Closure properties can be discussed in two aspects :

1. Closure Set of attributes

2. Closure set of FDs

Closure of an Attribute Set-


•The set of all those attributes which can be functionally determined from an attribute set is called as a closure of that
attribute set.

•Closure of attribute set {X} is denoted as {X} +.


Following steps are followed to find the closure of an attribute set-

Step-01:

Add the attributes contained in the attribute set for which closure is being calculated to the result set.

Step-02:

Recursively add the attributes to the result set which can be functionally determined from the attributes already contained in
the result set.

Example 1: In a relation R (A, B, C) the following FDs hold FD:{AB, BC}

The set of all attributes that can be determined using given set of attributes is called attribute closure.

Thus A+ {B,C,A}

In this example A-B and B- C so using transitivity axiom we can include B and C in the closure set and A-A is a trivial
functional dependency. Thus,

B+ {B,C}
EXAMPLE 2
Consider a relation R ( A , B , C , D , E , F , G ) with the functional dependencies-
A → BC
BC → DE
D→F
CF → G

Now, let us find the closure of some attributes and attribute sets-

Closure of attribute A-

A+ = { A }
= {A, B , C } ( Using A → BC )
= {A, B , C , D , E } ( Using BC → DE )
= {A, B , C , D , E , F } ( Using D → F )
= {A, B , C , D , E , F , G } ( Using CF → G )
Thus,
A+ = { A , B , C , D , E , F , G }
Closure of attribute D-

D+ = { D }
= { D , F } ( Using D → F )
We can not determine any other attribute using attributes D and F contained in the result set.
Thus,
D+ = { D , F }

Closure of attribute set {B, C}-

{ B , C } += { B , C }
={B,C,D,E} ( Using BC → DE )
={B,C,D,E,F} ( Using D → F )
={B,C,D,E,F,G} ( Using CF → G )
Thus,
{ B , C }+ = { B , C , D , E , F , G }
Finding the Keys Using Closure-

Super Key-

•If the closure result of an attribute set contains all the attributes of the relation, then that attribute set is called as a super key
of that relation.
•Thus, we can say-
“The closure of a super key is the entire relation schema.”

Example-

In the above example,


•The closure of attribute A is the entire relation schema.
•Thus, attribute A is a super key for that relation.

Candidate Key-

•If there exists no subset of an attribute set whose closure contains all the attributes of the relation, then that attribute set is
called as a candidate key of that relation.
Example-

In the above example,


•No subset of attribute A contains all the attributes of the relation.
•Thus, attribute A is also a candidate key for that relation.
PRACTICE PROBLEM BASED ON FINDING CLOSURE OF AN ATTRIBUTE SET-

Problem-

Consider the given functional dependencies-


AB → CD
AF → D
DE → F
C→G
F→E
G→A

Which of the following options is false?


(A) { CF }+ = { A , C , D , E , F , G }
(B) { BG }+ = { A , B , C , D , G }
(C) { AF }+ = { A , C , D , E , F , G }
(D) { AB }+ = { A , C , D , F ,G }
Solution-

Let us check each option one by one-

Option-(A):

{ CF }+ = { C , F }
={C,F,G} ( Using C → G )
={C,E,F,G} ( Using F → E )
= {A, C , E , E , F } ( Using G → A )
= { A , C , D , E , F , G } ( Using AF → D )

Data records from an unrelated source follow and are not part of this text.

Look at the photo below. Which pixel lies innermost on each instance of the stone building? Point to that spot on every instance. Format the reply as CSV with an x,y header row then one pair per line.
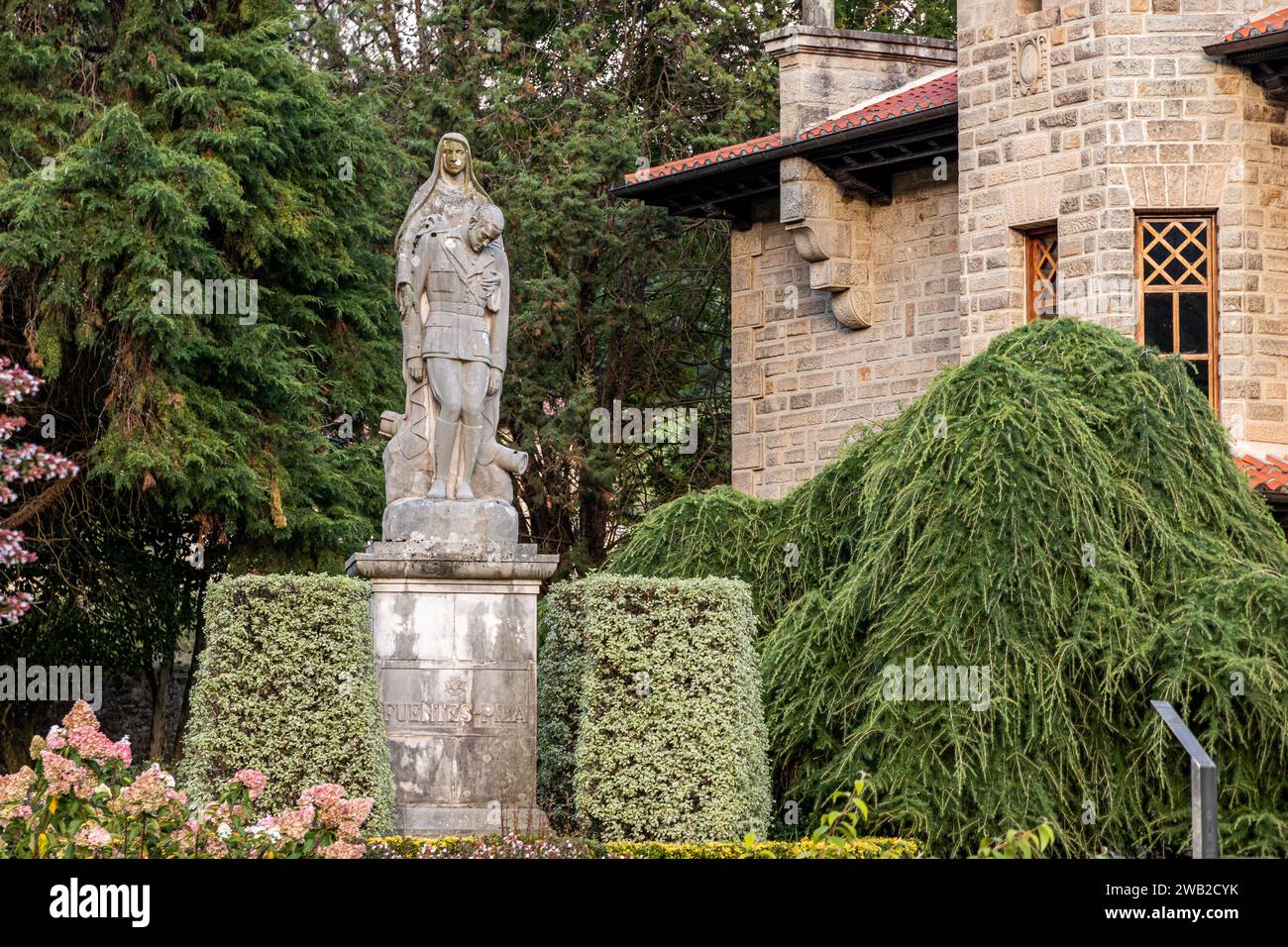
x,y
1117,159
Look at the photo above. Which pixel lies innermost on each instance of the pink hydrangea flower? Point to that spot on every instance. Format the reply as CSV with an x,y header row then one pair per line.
x,y
253,780
149,792
80,715
292,825
93,835
16,787
63,776
93,744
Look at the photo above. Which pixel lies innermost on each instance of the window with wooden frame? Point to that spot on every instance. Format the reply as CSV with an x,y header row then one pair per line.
x,y
1041,272
1176,268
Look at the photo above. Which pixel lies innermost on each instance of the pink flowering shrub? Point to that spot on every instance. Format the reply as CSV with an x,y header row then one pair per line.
x,y
80,799
22,464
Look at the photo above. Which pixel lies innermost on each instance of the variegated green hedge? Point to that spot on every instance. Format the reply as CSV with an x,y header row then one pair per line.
x,y
286,684
649,707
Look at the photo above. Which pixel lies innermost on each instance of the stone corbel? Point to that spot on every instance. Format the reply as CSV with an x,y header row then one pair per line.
x,y
831,234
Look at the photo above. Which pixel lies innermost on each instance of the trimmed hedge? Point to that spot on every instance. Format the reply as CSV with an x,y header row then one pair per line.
x,y
561,667
514,847
286,684
649,701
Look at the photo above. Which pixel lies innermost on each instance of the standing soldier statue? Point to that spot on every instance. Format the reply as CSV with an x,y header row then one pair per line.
x,y
454,296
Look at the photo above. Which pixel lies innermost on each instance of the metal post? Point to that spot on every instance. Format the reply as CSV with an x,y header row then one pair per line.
x,y
1202,784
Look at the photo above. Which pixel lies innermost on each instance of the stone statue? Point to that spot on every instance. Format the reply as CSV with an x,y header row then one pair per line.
x,y
454,592
454,296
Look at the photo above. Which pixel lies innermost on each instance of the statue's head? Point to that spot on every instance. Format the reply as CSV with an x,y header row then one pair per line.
x,y
455,153
485,224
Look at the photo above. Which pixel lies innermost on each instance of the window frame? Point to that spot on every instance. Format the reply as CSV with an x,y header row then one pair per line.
x,y
1209,286
1033,248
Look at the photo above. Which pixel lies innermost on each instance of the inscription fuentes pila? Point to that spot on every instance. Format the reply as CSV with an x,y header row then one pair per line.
x,y
483,714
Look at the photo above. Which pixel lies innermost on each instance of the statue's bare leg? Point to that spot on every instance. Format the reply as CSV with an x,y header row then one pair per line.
x,y
473,390
445,382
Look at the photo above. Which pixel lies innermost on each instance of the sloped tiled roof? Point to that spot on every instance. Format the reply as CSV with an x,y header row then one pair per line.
x,y
708,158
1271,24
1267,474
928,91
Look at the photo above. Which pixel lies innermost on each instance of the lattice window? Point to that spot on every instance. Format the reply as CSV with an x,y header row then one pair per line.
x,y
1176,263
1042,269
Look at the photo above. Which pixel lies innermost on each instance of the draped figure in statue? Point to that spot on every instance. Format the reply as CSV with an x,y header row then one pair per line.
x,y
452,287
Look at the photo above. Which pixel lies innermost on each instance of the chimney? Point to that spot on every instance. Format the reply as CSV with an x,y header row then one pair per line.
x,y
823,69
818,12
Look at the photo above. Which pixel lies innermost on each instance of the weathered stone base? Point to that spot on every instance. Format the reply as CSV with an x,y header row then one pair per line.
x,y
428,821
455,629
450,521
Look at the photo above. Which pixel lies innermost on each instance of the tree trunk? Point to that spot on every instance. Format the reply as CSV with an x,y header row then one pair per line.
x,y
198,644
160,710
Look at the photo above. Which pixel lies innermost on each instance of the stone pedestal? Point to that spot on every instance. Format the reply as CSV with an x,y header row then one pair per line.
x,y
455,629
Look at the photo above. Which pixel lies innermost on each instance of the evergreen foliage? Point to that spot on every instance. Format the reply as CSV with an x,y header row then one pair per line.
x,y
158,137
1064,510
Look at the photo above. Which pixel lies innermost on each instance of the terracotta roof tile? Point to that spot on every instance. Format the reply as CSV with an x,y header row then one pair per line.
x,y
1271,24
936,90
939,89
1265,474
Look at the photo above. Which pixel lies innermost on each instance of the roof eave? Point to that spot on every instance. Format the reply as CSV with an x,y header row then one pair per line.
x,y
653,187
1250,47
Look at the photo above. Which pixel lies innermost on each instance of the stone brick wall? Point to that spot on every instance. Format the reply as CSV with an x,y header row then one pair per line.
x,y
1117,111
1128,115
802,380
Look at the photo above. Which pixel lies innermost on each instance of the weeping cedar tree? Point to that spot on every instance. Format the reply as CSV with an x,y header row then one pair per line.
x,y
154,138
1061,509
613,300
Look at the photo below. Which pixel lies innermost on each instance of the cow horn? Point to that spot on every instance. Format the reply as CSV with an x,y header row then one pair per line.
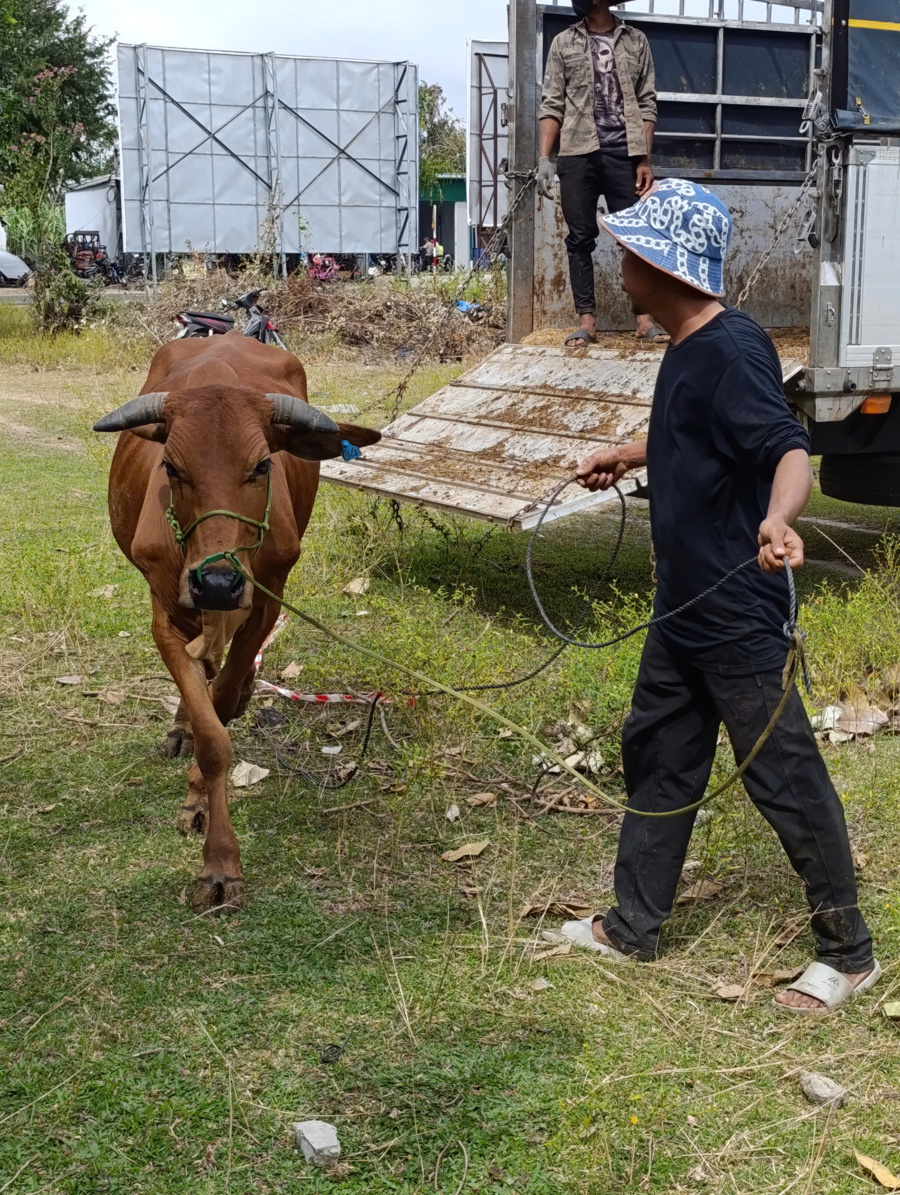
x,y
134,414
297,414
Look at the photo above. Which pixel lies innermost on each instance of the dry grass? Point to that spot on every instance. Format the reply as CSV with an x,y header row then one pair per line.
x,y
380,317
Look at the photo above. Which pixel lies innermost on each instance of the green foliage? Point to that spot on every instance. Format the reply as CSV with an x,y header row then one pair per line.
x,y
442,139
28,227
56,111
152,1052
61,301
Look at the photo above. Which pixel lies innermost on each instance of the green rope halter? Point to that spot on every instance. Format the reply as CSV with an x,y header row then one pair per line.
x,y
181,537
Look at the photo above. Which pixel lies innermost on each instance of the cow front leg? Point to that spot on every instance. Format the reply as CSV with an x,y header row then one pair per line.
x,y
221,880
179,740
233,687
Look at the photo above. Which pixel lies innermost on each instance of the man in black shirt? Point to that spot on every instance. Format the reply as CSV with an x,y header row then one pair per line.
x,y
729,472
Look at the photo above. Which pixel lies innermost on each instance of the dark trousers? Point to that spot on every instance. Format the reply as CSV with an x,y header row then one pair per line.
x,y
583,178
668,745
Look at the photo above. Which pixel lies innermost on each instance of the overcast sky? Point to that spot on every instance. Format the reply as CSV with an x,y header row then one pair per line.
x,y
430,35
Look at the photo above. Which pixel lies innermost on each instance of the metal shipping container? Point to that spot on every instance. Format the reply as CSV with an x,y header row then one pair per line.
x,y
228,153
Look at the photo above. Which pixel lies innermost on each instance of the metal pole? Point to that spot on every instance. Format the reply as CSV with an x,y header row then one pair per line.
x,y
522,157
825,313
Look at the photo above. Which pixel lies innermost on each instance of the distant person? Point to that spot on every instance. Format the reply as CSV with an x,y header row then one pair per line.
x,y
600,100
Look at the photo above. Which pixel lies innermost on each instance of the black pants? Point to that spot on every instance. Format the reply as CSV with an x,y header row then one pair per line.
x,y
583,178
668,745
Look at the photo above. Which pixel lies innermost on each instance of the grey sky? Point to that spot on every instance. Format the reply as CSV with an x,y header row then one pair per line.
x,y
430,35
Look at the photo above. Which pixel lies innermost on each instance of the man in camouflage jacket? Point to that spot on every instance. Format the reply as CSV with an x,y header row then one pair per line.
x,y
599,100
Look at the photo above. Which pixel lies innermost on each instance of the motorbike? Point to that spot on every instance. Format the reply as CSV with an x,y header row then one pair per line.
x,y
258,326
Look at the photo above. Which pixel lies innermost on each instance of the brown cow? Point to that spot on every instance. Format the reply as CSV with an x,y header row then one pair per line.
x,y
221,424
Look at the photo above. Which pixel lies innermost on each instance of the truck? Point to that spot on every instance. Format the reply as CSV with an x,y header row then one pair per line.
x,y
796,124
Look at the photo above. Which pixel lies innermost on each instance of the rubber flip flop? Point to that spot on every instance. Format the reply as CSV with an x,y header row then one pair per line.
x,y
580,334
580,933
655,335
825,984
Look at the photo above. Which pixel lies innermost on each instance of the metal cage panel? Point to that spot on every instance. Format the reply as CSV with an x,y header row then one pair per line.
x,y
232,153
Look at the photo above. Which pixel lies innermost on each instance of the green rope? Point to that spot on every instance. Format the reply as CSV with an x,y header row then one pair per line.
x,y
181,537
791,668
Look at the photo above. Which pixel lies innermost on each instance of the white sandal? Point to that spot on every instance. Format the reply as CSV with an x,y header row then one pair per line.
x,y
580,933
825,984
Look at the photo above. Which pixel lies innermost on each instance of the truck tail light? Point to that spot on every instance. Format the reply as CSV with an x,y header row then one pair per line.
x,y
876,404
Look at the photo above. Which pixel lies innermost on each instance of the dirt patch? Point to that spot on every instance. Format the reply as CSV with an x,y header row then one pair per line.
x,y
28,392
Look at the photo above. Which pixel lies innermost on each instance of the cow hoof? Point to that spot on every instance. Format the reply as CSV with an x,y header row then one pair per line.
x,y
193,820
179,741
226,893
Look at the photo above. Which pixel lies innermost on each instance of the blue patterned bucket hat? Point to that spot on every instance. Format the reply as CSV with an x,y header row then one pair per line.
x,y
679,227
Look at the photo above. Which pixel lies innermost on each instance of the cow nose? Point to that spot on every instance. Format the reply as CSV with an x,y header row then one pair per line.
x,y
215,589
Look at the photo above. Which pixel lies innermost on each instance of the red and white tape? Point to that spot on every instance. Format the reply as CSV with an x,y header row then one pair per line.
x,y
265,686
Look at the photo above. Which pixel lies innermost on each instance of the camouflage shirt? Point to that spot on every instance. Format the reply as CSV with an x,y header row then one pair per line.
x,y
569,79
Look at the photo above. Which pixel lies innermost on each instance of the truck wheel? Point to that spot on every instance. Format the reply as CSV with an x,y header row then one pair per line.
x,y
869,478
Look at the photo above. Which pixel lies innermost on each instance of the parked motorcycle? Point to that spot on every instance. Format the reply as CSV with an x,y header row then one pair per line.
x,y
324,269
258,325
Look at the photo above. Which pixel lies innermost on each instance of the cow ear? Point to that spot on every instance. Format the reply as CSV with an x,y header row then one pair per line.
x,y
319,445
155,431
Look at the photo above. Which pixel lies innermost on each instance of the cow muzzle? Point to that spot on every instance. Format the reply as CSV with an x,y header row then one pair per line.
x,y
216,589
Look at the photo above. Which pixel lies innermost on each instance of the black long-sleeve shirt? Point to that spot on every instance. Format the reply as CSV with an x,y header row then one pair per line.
x,y
718,427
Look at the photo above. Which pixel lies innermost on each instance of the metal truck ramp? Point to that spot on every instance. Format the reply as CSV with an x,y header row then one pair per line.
x,y
496,442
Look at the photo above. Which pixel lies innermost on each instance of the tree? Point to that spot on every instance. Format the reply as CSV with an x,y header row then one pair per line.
x,y
442,139
56,111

Since, our obtained result set is same as the given result set, so, it means it is correctly given.

Option-(B):

{ BG }+ = { B , G }
= {A, B , G } ( Using G → A )
= {A, B , C , D , G } ( Using AB → CD )

Since, our obtained result set is same as the given result set, so, it means it is correctly given.
Option-(C):

{ AF }+ = { A , F }
= {A, D , F } ( Using AF → D )
= {A, D , E , F } ( Using F → E )

Since, our obtained result set is different from the given result set, so,it means it is not correctly given.

Option-(D):

{ AB }+ = { A , B }
= {A, B , C , D } ( Using AB → CD )
= {A, B , C , D , G } ( Using C → G )

Thus,
Option (C) and Option (D) are correct.
Candidate Key-

A candidate key may be defined as-


A set of minimal attribute(s) that can identify each tuple uniquely in the given relation is called as a candidate key.

OR

A minimal super key is called as a candidate key.

Finding Candidate Keys-

Step-01:

•Determine all essential attributes of the given relation.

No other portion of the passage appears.